Let's consider the contour from $0$ to $1$ ($z=x$) followed by a rotation of angle $\angle \frac{2\pi}n$ ($z=e^{i\phi}$) and then back to $0$ ($z= e^{i\frac {2\pi}n} x$) :
$\int_0^1 x^n\,dx+\int_0^{\frac {2\pi}n} e^{ni\phi}ie^{i\phi}\,d\phi +\int_1^0 \left(e^{i\frac {2\pi}n}x\right)^n e^{i\frac {2\pi}n}\,dx=0$
(the integral is $0$ of course for $n\ne -1$)

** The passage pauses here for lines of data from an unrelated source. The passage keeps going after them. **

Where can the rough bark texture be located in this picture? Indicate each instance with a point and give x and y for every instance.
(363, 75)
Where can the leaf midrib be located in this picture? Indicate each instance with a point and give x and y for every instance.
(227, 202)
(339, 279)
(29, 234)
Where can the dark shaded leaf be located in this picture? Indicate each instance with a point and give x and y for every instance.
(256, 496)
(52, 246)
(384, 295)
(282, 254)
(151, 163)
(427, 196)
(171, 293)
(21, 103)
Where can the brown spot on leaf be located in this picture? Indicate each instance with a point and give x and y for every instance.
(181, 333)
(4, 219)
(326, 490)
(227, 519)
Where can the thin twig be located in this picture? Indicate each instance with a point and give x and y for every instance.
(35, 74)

since $\displaystyle \int_0^{\frac {2\pi}n} e^{ni\phi}ie^{i\phi}\,d\phi=\left[\frac{e^{(n+1)i\phi}}{n+1}\right]^{\frac {2\pi}n}_{\phi=0}$ we get : $\left(1-e^{i\frac {2\pi}n}\right)\int_0^1 x^n\,dx=\frac {1-e^{i\frac {2\pi}n}}{n+1}$
so that for $n\ne 1$ and $n\ne -1$ at least : $\ \displaystyle \int_0^1 x^n\,dx=\frac 1{n+1}$
For $n=1$ we may choose another maximal angle (for example $\pi$ or $\frac {\pi}2$).
Looking back at this there is some feeling of cheating since we replaced a power integral over $x^n$ by the nearly equivalent integral $\int e^{(n+1)i\phi}\,d\phi$ (at least the increment of $n$ was done!).